How does this work in research?

Prior knowledge is important in research (and I would include intuition as a form of prior knowledge), and should be used to help formulate hypotheses (that is, formal questions).  However, prior knowledge should never blind us to other potential explanations and solutions, and analysis must always be data driven.  Most market research problems, follow the principles of Bayesian statistics.  Prior knowledge (and there is almost always prior knowledge in research) should always inform analysis, but is one piece of evidence (providing one estimate of probability) which can be combined with research evidence to estimate a revised estimate taking into account the additional knowledge we have gained from the research.

The best analysis is ‘data rich’ (as described in The Art and Science of Interpreting Market Research Evidence), which means that a good researcher will use every available piece of evidence in order to come to the best estimate of the truth.  This means looking beyond prior knowledge and the immediate study when possible, at any knowledge which directly or indirectly has a bearing on the hypotheses.  Many market research problems are not simple cause and effect, as they involve complex social systems.  Combining multiple evidence can help here, but each piece of evidence should be evaluated for its relevance, usefulness, direction and importance.  Consistency of evidence provides great support for intuition.  Statistics are important, but are overused in research, where patterns and data relationships can often provide clearer direction than statistical testing on its own.

Research critical

Critical thinking helps all researchers, using any methodologies, to reach robust evidence-based recommendations which can give clear guidance to clients.  If market researchers aim to be valued in the same way as management consultants, we must have strong and clear convictions, which are clearly set out in the form of hypotheses, and can be proved and disproved with well-desigend research.

REFERENCES

The Art and Science of Interpreting Market Research Evidence by DVL Smith and JH Fletcher (2004)

All Life is Problem Solving by Karl Popper (1999)
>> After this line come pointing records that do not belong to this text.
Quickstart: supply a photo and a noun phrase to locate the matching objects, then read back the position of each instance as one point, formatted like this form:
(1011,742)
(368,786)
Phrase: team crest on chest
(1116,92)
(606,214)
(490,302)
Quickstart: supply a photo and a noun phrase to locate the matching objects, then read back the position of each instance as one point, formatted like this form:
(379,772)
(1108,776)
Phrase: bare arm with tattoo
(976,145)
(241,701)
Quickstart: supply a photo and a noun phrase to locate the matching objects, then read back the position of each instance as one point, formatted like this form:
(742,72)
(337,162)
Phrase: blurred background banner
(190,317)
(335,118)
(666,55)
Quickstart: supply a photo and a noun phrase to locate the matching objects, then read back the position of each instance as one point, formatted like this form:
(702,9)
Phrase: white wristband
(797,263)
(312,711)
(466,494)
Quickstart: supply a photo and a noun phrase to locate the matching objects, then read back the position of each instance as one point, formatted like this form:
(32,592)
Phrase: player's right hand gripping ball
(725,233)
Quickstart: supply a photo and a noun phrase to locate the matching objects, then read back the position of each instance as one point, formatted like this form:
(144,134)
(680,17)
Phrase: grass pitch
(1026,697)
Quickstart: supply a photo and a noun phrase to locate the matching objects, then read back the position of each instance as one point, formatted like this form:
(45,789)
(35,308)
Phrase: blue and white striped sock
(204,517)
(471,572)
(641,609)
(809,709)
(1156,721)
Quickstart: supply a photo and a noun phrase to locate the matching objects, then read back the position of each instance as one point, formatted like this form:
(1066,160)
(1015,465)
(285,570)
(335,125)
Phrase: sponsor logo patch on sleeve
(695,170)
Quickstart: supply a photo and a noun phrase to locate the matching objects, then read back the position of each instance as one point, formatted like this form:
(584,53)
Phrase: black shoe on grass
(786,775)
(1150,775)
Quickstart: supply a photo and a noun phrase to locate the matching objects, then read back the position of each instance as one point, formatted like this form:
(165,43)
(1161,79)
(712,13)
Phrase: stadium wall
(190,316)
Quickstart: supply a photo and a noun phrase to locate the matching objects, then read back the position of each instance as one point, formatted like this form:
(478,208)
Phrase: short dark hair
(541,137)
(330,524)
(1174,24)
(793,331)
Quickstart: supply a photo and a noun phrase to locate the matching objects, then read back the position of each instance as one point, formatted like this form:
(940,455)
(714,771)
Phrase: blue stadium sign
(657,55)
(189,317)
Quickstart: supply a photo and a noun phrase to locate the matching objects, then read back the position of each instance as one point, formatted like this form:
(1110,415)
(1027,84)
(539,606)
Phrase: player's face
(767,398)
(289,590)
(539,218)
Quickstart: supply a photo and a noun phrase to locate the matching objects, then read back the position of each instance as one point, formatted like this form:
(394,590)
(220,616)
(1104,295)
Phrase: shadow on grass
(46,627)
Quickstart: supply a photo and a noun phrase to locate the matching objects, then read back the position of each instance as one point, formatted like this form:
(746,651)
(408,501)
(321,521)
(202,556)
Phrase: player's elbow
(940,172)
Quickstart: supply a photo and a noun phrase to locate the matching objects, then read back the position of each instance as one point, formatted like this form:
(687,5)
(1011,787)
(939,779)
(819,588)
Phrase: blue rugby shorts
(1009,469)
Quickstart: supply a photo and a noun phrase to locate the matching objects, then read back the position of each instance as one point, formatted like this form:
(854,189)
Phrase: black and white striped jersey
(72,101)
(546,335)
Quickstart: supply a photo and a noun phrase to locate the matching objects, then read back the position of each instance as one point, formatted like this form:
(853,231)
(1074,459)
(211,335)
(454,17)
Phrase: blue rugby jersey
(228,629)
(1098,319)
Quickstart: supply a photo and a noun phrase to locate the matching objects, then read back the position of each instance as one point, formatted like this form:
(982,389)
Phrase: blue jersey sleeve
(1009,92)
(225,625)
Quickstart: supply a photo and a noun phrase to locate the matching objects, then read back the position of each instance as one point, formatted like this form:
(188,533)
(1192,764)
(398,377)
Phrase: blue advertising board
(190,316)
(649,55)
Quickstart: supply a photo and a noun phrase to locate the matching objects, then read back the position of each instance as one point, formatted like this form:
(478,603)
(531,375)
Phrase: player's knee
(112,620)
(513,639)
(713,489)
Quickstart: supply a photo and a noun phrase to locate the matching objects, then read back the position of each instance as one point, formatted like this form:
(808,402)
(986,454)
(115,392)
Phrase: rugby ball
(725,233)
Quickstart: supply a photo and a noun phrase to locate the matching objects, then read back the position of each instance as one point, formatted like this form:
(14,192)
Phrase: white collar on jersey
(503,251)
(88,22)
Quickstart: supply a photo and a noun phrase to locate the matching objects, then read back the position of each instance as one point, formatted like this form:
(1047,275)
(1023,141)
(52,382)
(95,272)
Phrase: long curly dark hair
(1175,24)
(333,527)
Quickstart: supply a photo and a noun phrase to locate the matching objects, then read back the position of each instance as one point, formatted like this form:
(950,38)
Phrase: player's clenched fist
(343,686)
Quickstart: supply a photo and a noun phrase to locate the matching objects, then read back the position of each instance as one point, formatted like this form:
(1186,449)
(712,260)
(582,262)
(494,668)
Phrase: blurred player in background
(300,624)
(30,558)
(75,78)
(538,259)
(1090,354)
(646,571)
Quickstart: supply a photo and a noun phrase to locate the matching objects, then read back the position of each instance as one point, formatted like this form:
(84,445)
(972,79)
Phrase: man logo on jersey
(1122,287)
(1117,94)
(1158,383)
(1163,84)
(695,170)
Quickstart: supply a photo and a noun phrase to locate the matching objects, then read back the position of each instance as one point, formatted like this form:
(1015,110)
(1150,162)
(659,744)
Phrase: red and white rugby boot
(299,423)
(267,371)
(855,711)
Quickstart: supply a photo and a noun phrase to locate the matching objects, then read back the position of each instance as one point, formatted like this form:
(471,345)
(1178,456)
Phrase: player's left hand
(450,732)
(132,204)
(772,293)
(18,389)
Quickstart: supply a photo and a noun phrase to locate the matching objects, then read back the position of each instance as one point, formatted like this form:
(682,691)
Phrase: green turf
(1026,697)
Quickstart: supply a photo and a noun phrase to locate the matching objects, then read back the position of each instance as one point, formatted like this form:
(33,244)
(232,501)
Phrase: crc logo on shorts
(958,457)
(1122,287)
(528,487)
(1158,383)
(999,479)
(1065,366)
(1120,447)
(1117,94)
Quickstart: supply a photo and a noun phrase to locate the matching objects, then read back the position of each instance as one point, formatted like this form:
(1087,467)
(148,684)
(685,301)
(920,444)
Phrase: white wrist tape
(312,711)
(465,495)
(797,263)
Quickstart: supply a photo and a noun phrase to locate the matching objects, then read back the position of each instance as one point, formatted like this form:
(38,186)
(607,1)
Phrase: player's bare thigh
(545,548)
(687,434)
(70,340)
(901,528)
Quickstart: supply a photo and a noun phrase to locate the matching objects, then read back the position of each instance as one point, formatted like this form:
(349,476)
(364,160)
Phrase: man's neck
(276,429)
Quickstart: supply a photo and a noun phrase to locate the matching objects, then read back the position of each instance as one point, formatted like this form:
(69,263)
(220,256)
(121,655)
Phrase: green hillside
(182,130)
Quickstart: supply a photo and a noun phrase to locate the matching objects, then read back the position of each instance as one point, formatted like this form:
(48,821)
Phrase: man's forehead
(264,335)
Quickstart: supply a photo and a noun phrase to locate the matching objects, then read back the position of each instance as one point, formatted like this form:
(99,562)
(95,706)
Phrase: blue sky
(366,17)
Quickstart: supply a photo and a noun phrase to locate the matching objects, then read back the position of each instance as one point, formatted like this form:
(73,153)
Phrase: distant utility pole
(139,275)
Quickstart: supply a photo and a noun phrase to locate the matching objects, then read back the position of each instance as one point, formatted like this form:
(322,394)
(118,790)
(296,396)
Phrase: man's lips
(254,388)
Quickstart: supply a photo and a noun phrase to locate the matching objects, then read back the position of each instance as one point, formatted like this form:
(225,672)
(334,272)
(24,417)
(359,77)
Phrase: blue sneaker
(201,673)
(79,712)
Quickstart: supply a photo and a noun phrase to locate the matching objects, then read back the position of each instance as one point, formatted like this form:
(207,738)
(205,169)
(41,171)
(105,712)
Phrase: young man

Problem Solving 101: A Simple Guide for Smart People by Ken Watanabe (2007)

One response so far

  1. Great stuff Inspector!

    This post highlights an important problem in both research and the process of making marketing decisions. That problem is one of too little time being spend on understanding and structuring a clear decision process prior to executing a research project. This leads, in far too many cases, to research that simply continues to build confirmatory evidence for an pre-existing favoured alternative. Too little time and effort is given by either clients or research consultants to seek non-confirmatory evidence. In other words, too little time trying to falsify the favoured alternative or dominant hypothesis.

    I believe clients need to be open to research consultants seeking such evidence and researchers to be more assertive in designing and seeking information that may disrupt any pre-conceived notions of the outcome.